Washington Post: It’s not all on Trump: China favors confrontation with the U.S.

These experts also soft-pedal another issue that is key to understanding the negative trajectory in U.S.-China relations: decoupling. “Decoupling” is a buzzword used to describe the process by which the United States and China have begun to separate their intensively intertwined economies. All of the authors decry decoupling as a strategic error, but they also assume that if the Trump administration decides to forego decoupling, then China will follow suit.

This ignores China’s role in the issue.

China effectively announced its intention to decouple from its dependence on U.S. technology in 2015 — well before Trump’s election.

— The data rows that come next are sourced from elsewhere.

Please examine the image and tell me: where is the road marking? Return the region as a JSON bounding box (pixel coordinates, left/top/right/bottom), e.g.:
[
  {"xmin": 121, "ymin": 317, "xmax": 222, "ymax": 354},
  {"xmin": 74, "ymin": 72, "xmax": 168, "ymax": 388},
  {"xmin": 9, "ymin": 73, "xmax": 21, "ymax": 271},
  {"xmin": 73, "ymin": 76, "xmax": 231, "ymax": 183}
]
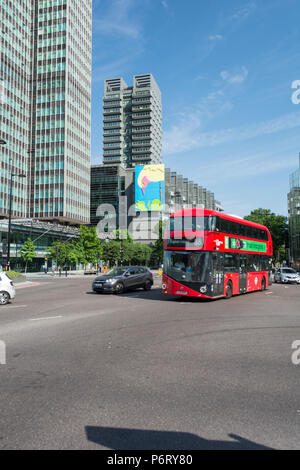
[
  {"xmin": 0, "ymin": 304, "xmax": 27, "ymax": 309},
  {"xmin": 15, "ymin": 282, "xmax": 40, "ymax": 290},
  {"xmin": 28, "ymin": 316, "xmax": 63, "ymax": 321},
  {"xmin": 265, "ymin": 292, "xmax": 273, "ymax": 295}
]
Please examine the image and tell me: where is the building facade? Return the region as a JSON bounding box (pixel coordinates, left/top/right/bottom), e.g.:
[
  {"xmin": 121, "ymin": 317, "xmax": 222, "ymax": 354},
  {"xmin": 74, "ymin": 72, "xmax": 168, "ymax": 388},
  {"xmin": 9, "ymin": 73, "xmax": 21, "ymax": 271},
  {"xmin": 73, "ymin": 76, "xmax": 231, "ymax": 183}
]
[
  {"xmin": 91, "ymin": 164, "xmax": 223, "ymax": 242},
  {"xmin": 103, "ymin": 74, "xmax": 162, "ymax": 168},
  {"xmin": 0, "ymin": 0, "xmax": 33, "ymax": 219},
  {"xmin": 288, "ymin": 154, "xmax": 300, "ymax": 268},
  {"xmin": 164, "ymin": 168, "xmax": 220, "ymax": 215},
  {"xmin": 0, "ymin": 0, "xmax": 92, "ymax": 225},
  {"xmin": 0, "ymin": 218, "xmax": 78, "ymax": 271}
]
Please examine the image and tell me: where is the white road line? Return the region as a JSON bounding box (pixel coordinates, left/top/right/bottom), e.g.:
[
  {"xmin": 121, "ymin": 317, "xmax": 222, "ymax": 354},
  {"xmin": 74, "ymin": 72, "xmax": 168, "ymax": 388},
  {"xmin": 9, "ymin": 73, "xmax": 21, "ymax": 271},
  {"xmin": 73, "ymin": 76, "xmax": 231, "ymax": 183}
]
[{"xmin": 28, "ymin": 316, "xmax": 63, "ymax": 321}]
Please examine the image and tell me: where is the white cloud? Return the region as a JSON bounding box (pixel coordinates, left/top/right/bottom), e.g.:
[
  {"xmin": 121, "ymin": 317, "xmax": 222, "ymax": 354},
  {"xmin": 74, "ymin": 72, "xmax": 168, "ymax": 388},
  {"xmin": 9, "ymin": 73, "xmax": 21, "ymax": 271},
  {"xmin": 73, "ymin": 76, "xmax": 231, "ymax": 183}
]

That was the year when Beijing rolled out its Made in China 2025 program, which aims to replace foreign-made high technology with Chinese products.

China has also “decoupled” from international agreements. It has ignored a major treaty, the United Nations Convention on the Law of the Sea, by claiming all of the South China Sea as its territory and ignored the verdict of an international tribunal that ruled against China’s claim. It has also declared invalid the Sino-British Joint Declaration, an international understanding made over the future of Hong Kong. And since 2014, when a newspaper in Liaoning province published an article urging students to expose liberal professors, it has intellectually decoupled from the West in a campaign that has led to book burning.